The Ones Who Walk Away from Omelas Characters
The main characters in “The Ones Who Walk Away from Omelas” are the child, the people of Omelas, and the ones who walk away.
- The child is Omelas's scapegoat. Imprisoned alone in a filthy room, it is forced to live in fear and misery so that others may be happy.
- The people of Omelas understand that their happiness is dependent on the child's suffering. While some initially want to help the child, they come to believe it would be wrong to do so.
- The ones who walk away are citizens who leave the city after seeing the child and walk into the darkness, never to return.
Last Updated on August 14, 2019, by eNotes Editorial. Word Count: 766
In "The Ones Who Walk Away from Omelas" by Ursula K. Le Guin, the main characters are the child who suffers and the people of Omelas. The people of Omelas are all ages and sexes and are discussed generally in two groups: those who stay in Omelas and those who choose to leave it.
The child is presented as the victim of a horrible fate. They is addressed in the story as "it" because they are treated like an object. They are chained up in a tool room: naked, isolated, gawked at, and treated inhumanely. The child is denied their life, family, free will, and any human interaction—even a conversation. While the child used to cry out for help, they have since come to understand that no one will rescue them; instead, they babble and groan, idly passing the time in misery.
This child is the quintessential scapegoat, someone who is falsely made to suffer for the "good" of the majority. In the field of psychology, the scapegoat in a dysfunctional family dynamic results in one child being singled out. This child does not deserve the false blame, abuse, and general dehumanization they experience at the hands of their family members but will be treated that way by parents and siblings alike in order to sustain a false unity and corrupt sense of loyalty among the other members. This is precisely what the child in the story symbolizes: a scapegoat whose reduced dignity and dehumanization is used to sustain the unity, power, and structure of Omelas as a society.
The People of Omelas
All people in Omelas live prosperous, pleasurable lives, but between the ages of eight to twelve years old, they are awakened to the horrible reality of the suffering child for the first time. These children are at first tormented by the sight of the child; but, as they grow, they are conditioned to believe it would be "wrong" to help the child:
They would like to do something for the child. But there is nothing they can do. If the child were brought up into the sunlight out of that vile place, if it were cleaned and fed and comforted, that would be a good thing, indeed; but if it were done, in that day and hour all the prosperity and beauty and delight of Omelas would wither and be destroyed. Those are the terms. To exchange all the goodness and grace of every life in Omelas for that single, small improvement: to throw away the happiness of thousands for the chance of the happiness of one: that would be to let guilt within the walls indeed stay in Omelas at the expense of the child's life, soul, and well-being.

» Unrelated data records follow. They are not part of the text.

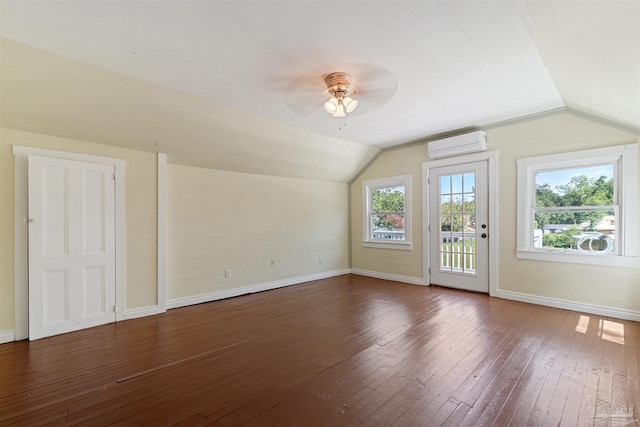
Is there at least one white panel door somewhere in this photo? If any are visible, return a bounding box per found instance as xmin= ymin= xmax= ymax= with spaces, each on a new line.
xmin=429 ymin=160 xmax=489 ymax=293
xmin=28 ymin=155 xmax=116 ymax=340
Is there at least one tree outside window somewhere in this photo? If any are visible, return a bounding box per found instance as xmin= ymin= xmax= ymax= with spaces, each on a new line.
xmin=371 ymin=186 xmax=405 ymax=233
xmin=534 ymin=165 xmax=615 ymax=251
xmin=516 ymin=143 xmax=638 ymax=267
xmin=362 ymin=175 xmax=412 ymax=250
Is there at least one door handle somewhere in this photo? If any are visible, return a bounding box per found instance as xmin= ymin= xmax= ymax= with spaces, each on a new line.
xmin=481 ymin=233 xmax=487 ymax=238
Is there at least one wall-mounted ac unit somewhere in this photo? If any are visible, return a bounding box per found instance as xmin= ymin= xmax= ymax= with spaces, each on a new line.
xmin=427 ymin=131 xmax=487 ymax=159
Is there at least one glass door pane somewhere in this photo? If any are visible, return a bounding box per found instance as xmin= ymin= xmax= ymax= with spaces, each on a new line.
xmin=439 ymin=172 xmax=476 ymax=275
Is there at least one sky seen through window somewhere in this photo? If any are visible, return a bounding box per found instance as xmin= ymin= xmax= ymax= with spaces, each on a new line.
xmin=535 ymin=165 xmax=614 ymax=193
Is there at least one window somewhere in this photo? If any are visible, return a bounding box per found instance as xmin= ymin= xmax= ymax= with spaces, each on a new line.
xmin=517 ymin=144 xmax=638 ymax=267
xmin=362 ymin=175 xmax=412 ymax=250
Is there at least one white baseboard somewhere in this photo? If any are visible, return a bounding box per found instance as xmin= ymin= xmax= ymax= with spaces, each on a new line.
xmin=0 ymin=330 xmax=16 ymax=344
xmin=495 ymin=289 xmax=640 ymax=322
xmin=125 ymin=306 xmax=161 ymax=320
xmin=167 ymin=269 xmax=351 ymax=310
xmin=349 ymin=270 xmax=639 ymax=322
xmin=350 ymin=269 xmax=426 ymax=286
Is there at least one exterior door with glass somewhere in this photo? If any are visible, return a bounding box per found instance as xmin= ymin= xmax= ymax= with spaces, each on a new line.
xmin=428 ymin=161 xmax=489 ymax=292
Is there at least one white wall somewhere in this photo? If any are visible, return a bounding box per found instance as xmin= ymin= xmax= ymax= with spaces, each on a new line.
xmin=351 ymin=112 xmax=640 ymax=317
xmin=166 ymin=164 xmax=349 ymax=305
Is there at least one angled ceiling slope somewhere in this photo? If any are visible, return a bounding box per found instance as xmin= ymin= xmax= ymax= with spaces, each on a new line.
xmin=519 ymin=1 xmax=640 ymax=130
xmin=0 ymin=39 xmax=378 ymax=183
xmin=0 ymin=1 xmax=638 ymax=182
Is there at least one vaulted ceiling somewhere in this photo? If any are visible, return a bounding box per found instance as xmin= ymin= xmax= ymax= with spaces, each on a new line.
xmin=1 ymin=1 xmax=638 ymax=182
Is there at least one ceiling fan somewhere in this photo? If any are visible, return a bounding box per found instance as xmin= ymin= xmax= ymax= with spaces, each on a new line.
xmin=322 ymin=72 xmax=359 ymax=117
xmin=281 ymin=63 xmax=398 ymax=119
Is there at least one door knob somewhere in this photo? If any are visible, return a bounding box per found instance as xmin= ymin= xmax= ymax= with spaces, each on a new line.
xmin=481 ymin=233 xmax=487 ymax=238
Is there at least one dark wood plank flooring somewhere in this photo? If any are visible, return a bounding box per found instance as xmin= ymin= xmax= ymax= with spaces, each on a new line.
xmin=1 ymin=274 xmax=638 ymax=426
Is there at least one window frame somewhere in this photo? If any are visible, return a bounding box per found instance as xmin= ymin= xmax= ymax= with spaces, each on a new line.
xmin=516 ymin=144 xmax=638 ymax=267
xmin=362 ymin=174 xmax=412 ymax=250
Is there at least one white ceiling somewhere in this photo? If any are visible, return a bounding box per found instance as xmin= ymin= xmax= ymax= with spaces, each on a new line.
xmin=1 ymin=1 xmax=638 ymax=181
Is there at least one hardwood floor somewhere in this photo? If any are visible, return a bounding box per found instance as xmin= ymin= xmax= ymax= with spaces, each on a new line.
xmin=1 ymin=274 xmax=638 ymax=426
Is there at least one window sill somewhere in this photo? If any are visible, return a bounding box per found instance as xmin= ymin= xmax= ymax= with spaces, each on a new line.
xmin=362 ymin=240 xmax=413 ymax=251
xmin=516 ymin=249 xmax=638 ymax=268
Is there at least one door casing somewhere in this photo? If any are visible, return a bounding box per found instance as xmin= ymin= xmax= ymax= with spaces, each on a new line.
xmin=422 ymin=150 xmax=499 ymax=295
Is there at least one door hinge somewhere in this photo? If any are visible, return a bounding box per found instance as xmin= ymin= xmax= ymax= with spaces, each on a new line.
xmin=113 ymin=172 xmax=117 ymax=180
xmin=114 ymin=304 xmax=118 ymax=313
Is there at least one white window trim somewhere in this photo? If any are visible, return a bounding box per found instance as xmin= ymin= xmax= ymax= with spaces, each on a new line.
xmin=362 ymin=174 xmax=412 ymax=250
xmin=516 ymin=143 xmax=638 ymax=268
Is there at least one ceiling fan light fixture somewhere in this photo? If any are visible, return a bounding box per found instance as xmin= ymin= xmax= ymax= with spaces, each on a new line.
xmin=332 ymin=103 xmax=346 ymax=117
xmin=324 ymin=97 xmax=339 ymax=113
xmin=343 ymin=97 xmax=358 ymax=113
xmin=323 ymin=72 xmax=358 ymax=118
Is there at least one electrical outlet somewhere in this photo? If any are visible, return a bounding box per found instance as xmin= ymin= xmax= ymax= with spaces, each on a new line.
xmin=270 ymin=259 xmax=275 ymax=267
xmin=225 ymin=269 xmax=231 ymax=278
xmin=319 ymin=257 xmax=324 ymax=265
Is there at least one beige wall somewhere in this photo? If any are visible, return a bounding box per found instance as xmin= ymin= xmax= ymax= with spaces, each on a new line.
xmin=0 ymin=128 xmax=349 ymax=337
xmin=351 ymin=145 xmax=426 ymax=279
xmin=493 ymin=114 xmax=639 ymax=311
xmin=351 ymin=112 xmax=640 ymax=313
xmin=166 ymin=164 xmax=348 ymax=301
xmin=2 ymin=110 xmax=637 ymax=336
xmin=0 ymin=128 xmax=158 ymax=333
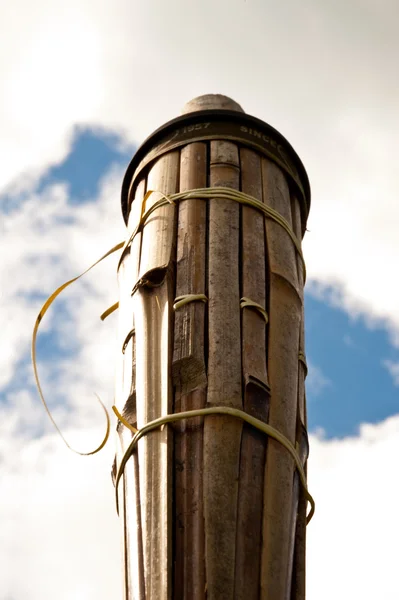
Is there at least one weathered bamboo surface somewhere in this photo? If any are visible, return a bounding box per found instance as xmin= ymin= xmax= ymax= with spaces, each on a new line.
xmin=234 ymin=147 xmax=269 ymax=600
xmin=261 ymin=159 xmax=302 ymax=600
xmin=115 ymin=94 xmax=310 ymax=600
xmin=204 ymin=139 xmax=242 ymax=600
xmin=290 ymin=195 xmax=308 ymax=600
xmin=173 ymin=142 xmax=207 ymax=599
xmin=115 ymin=178 xmax=146 ymax=600
xmin=135 ymin=152 xmax=179 ymax=600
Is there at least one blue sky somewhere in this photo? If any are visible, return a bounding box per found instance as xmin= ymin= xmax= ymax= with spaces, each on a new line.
xmin=38 ymin=128 xmax=132 ymax=203
xmin=305 ymin=292 xmax=399 ymax=438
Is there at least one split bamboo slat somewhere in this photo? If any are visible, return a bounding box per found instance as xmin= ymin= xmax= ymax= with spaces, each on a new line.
xmin=290 ymin=194 xmax=308 ymax=600
xmin=115 ymin=94 xmax=311 ymax=600
xmin=115 ymin=178 xmax=146 ymax=600
xmin=261 ymin=159 xmax=301 ymax=600
xmin=204 ymin=138 xmax=242 ymax=600
xmin=134 ymin=152 xmax=179 ymax=600
xmin=173 ymin=142 xmax=207 ymax=599
xmin=234 ymin=147 xmax=269 ymax=599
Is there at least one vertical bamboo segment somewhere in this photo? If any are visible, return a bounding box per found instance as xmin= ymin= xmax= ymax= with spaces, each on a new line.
xmin=115 ymin=178 xmax=146 ymax=600
xmin=290 ymin=443 xmax=308 ymax=600
xmin=173 ymin=142 xmax=208 ymax=390
xmin=173 ymin=142 xmax=207 ymax=599
xmin=134 ymin=152 xmax=179 ymax=599
xmin=204 ymin=139 xmax=242 ymax=600
xmin=234 ymin=148 xmax=269 ymax=599
xmin=291 ymin=194 xmax=306 ymax=427
xmin=261 ymin=160 xmax=302 ymax=600
xmin=290 ymin=195 xmax=308 ymax=600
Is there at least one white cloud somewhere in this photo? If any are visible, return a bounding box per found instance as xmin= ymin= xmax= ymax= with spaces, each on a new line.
xmin=0 ymin=166 xmax=124 ymax=392
xmin=307 ymin=361 xmax=332 ymax=397
xmin=0 ymin=423 xmax=122 ymax=600
xmin=2 ymin=0 xmax=399 ymax=343
xmin=2 ymin=395 xmax=399 ymax=599
xmin=383 ymin=359 xmax=399 ymax=386
xmin=307 ymin=415 xmax=399 ymax=599
xmin=343 ymin=334 xmax=355 ymax=348
xmin=0 ymin=170 xmax=125 ymax=599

Many of the children in Omelas are persuaded that they must help sustain the corrupt power structure of the town as they grow older. This is not unlike how family members in dysfunctional family units who question the idea of the "scapegoat" are often made to feel as if they have betrayed their entire family.

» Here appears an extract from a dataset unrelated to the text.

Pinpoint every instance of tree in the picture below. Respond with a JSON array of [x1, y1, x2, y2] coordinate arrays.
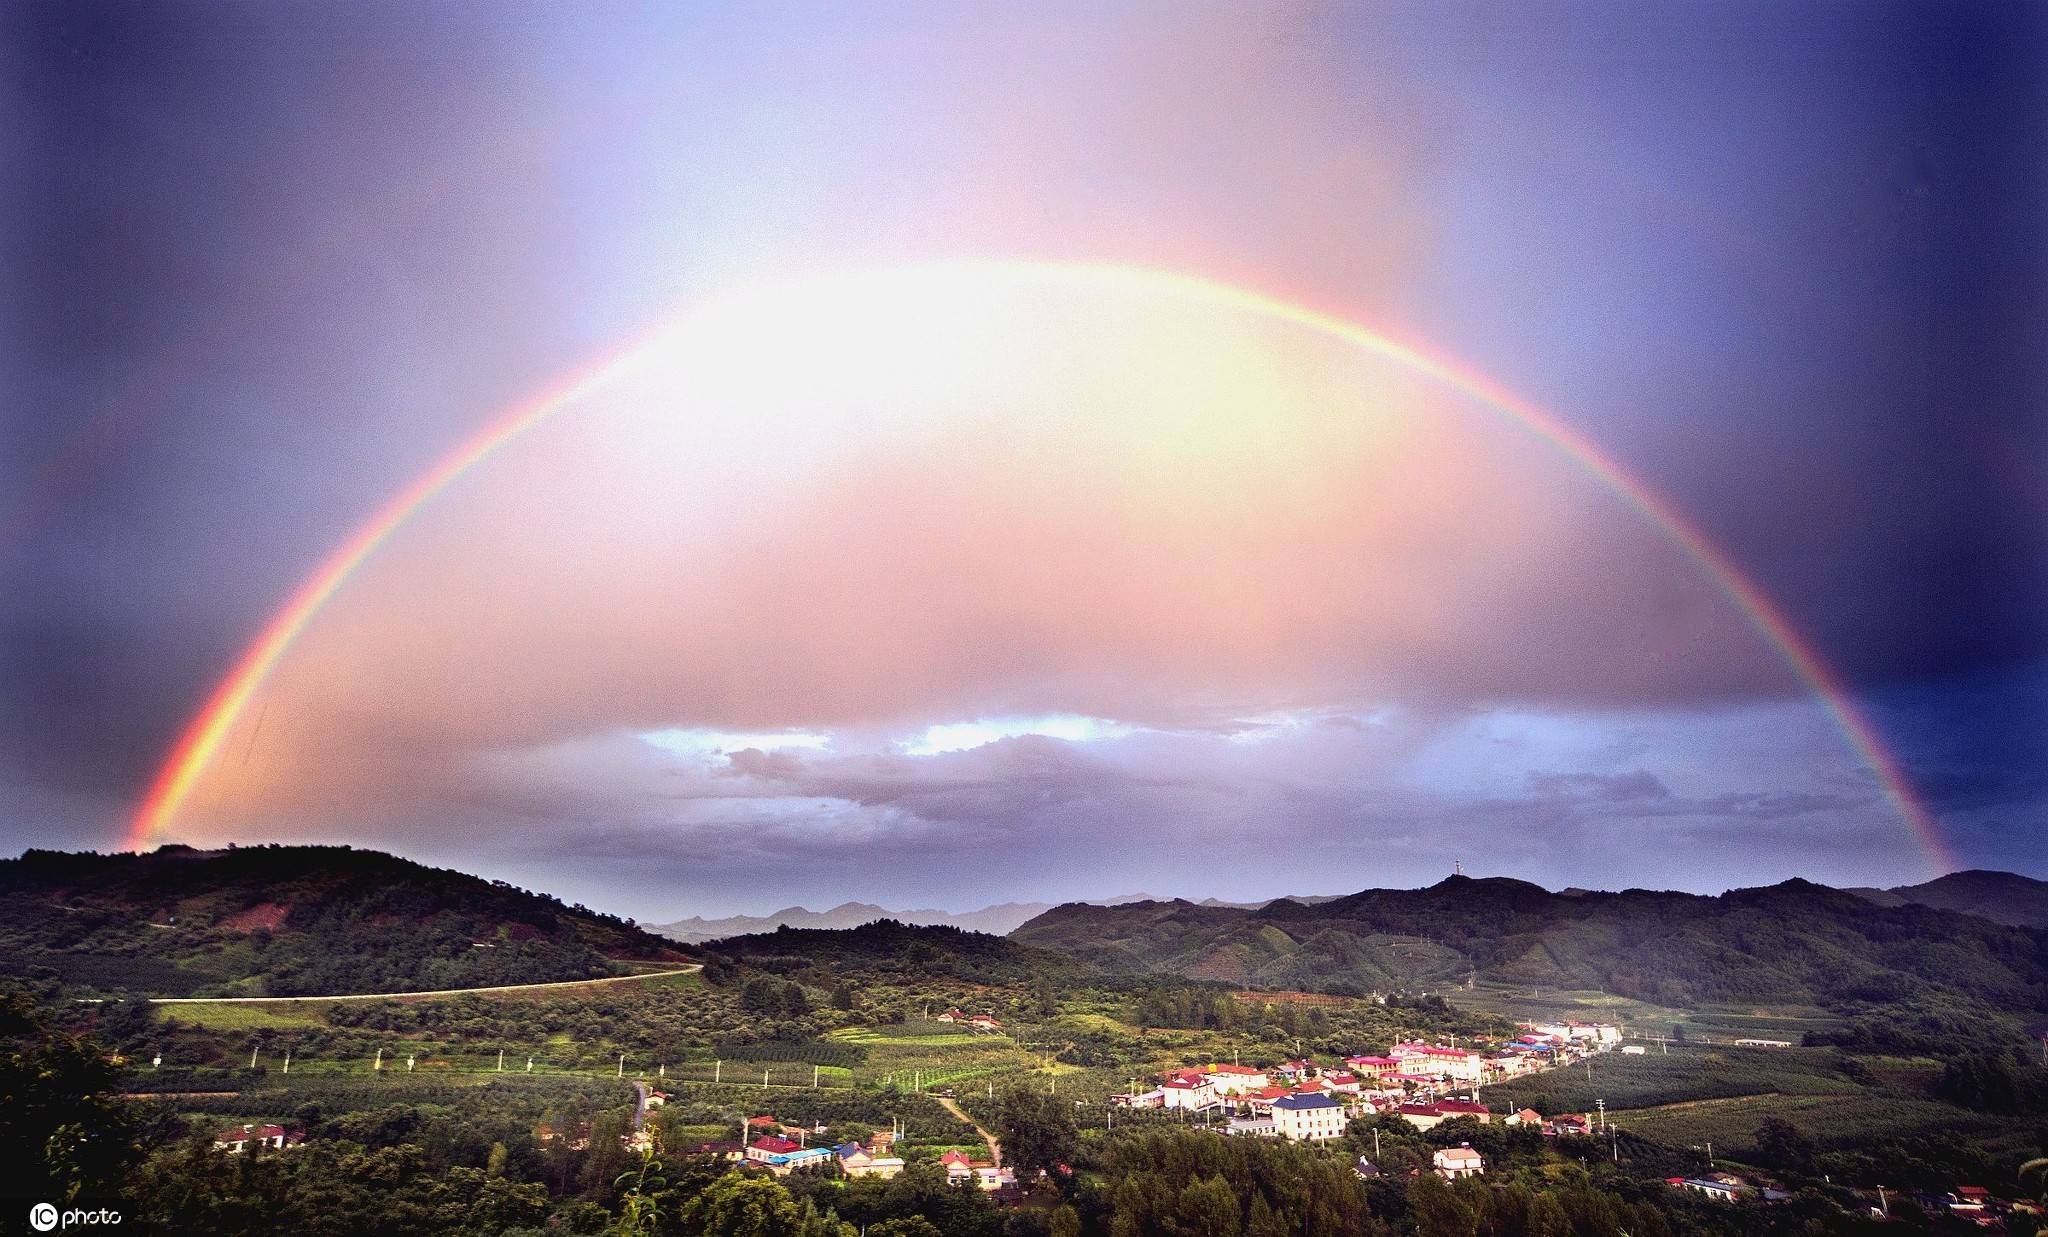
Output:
[[866, 1220, 943, 1237], [1411, 1171, 1477, 1237], [1754, 1116, 1817, 1173], [995, 1087, 1078, 1182], [677, 1172, 808, 1237], [0, 990, 145, 1205]]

The story goes on to say that "they, like the child, are not free" because their happiness comes at a cost of another. However, the people of Omelas justify the suffering of the child by convincing themselves that it would not be happy if it was free— that the child is too imbecilic and inhuman at this point to be worth rescuing and wouldn't appreciate freedom. Thus, they feel assured in their decision to subjugate the child to these deplorable conditions in order to sustain their own idyllic lives.
The Ones Who Walk Away
There are some who leave Omelas soon after seeing the child. These people must pass "through the beautiful gates" of Omelas, and traverse through darkness:
Each one goes alone, youth or girl, man or woman. Night falls; the traveler must pass down village streets, between the houses with yellow‑lit windows, and on out into the darkness of the fields. Each alone, they go west or north, towards the mountains. They go on. They leave Omelas, they walk ahead into the darkness, and they do not come back.

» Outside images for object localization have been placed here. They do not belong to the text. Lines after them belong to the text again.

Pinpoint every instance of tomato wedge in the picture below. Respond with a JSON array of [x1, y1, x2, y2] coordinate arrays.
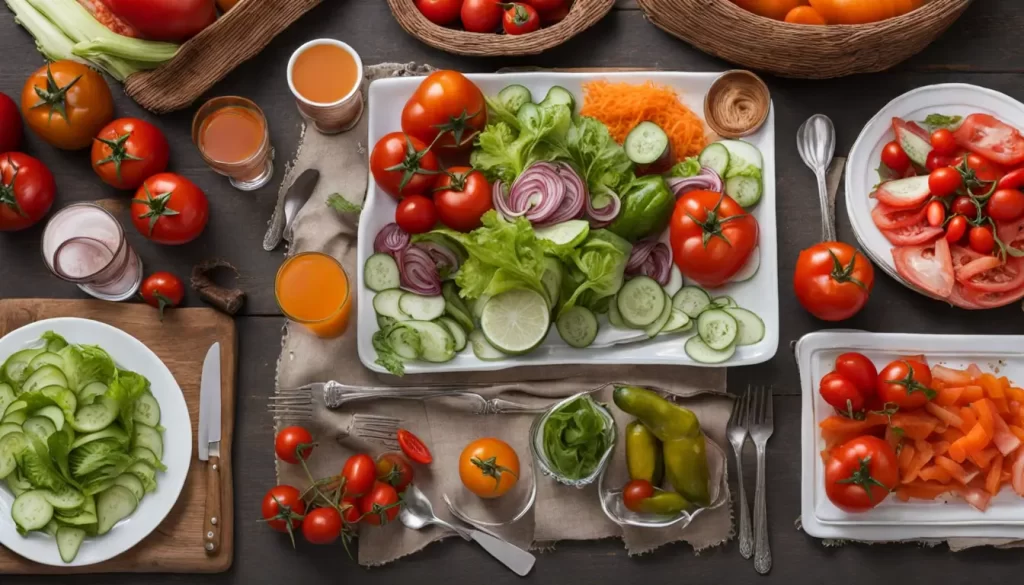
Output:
[[955, 282, 1024, 309], [397, 428, 433, 464], [880, 222, 944, 246], [954, 254, 1024, 293], [892, 237, 955, 298], [953, 114, 1024, 167], [871, 202, 929, 231]]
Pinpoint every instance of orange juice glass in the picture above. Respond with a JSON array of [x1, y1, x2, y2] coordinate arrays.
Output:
[[192, 96, 274, 191], [275, 252, 351, 338], [287, 39, 364, 134]]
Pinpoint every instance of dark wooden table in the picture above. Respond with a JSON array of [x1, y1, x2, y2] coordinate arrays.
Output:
[[2, 1, 1024, 583]]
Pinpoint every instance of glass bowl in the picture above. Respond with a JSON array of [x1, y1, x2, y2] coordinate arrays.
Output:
[[443, 451, 537, 528], [529, 392, 617, 488]]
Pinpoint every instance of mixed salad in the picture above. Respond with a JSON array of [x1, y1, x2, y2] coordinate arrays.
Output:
[[869, 113, 1024, 309], [0, 332, 165, 563], [364, 71, 770, 374]]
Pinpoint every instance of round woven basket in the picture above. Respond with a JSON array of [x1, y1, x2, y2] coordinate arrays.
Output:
[[386, 0, 614, 56], [635, 0, 974, 79]]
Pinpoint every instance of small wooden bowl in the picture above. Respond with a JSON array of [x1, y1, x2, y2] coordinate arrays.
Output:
[[703, 70, 771, 138]]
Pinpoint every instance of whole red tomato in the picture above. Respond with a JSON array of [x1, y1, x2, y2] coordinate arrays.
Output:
[[819, 372, 865, 414], [274, 426, 315, 465], [928, 167, 962, 198], [342, 453, 377, 497], [131, 173, 209, 245], [104, 0, 216, 41], [376, 452, 415, 492], [360, 481, 401, 526], [140, 272, 185, 320], [92, 118, 170, 190], [302, 507, 342, 545], [794, 242, 875, 321], [987, 189, 1024, 222], [396, 194, 438, 234], [0, 153, 56, 232], [401, 71, 487, 151], [503, 3, 541, 34], [955, 152, 1005, 195], [880, 141, 910, 173], [21, 61, 114, 151], [416, 0, 462, 25], [825, 436, 898, 512], [969, 224, 996, 255], [622, 479, 654, 513], [834, 352, 877, 396], [461, 0, 504, 32], [952, 196, 977, 219], [261, 485, 306, 533], [669, 190, 758, 287], [876, 359, 935, 410], [0, 92, 22, 154], [370, 132, 440, 200], [930, 128, 958, 155], [434, 167, 493, 231]]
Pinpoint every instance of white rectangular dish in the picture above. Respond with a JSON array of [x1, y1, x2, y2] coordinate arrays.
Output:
[[798, 330, 1024, 540], [357, 71, 779, 374]]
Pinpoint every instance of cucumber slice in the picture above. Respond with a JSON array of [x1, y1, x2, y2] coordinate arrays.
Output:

The ones who leave Omelas have faced the literal darkness of their reality (the corruption and evil behind the success of their society) and have rejected the pleasures and prosperity that this society can offer. They choose isolation and reject the false narrative of Omelas—a "utopia" that is driven by self-deception and sustained by the complete and absolute suffering of one individual. Although they cannot threaten power structure of Omelas itself, they can walk away.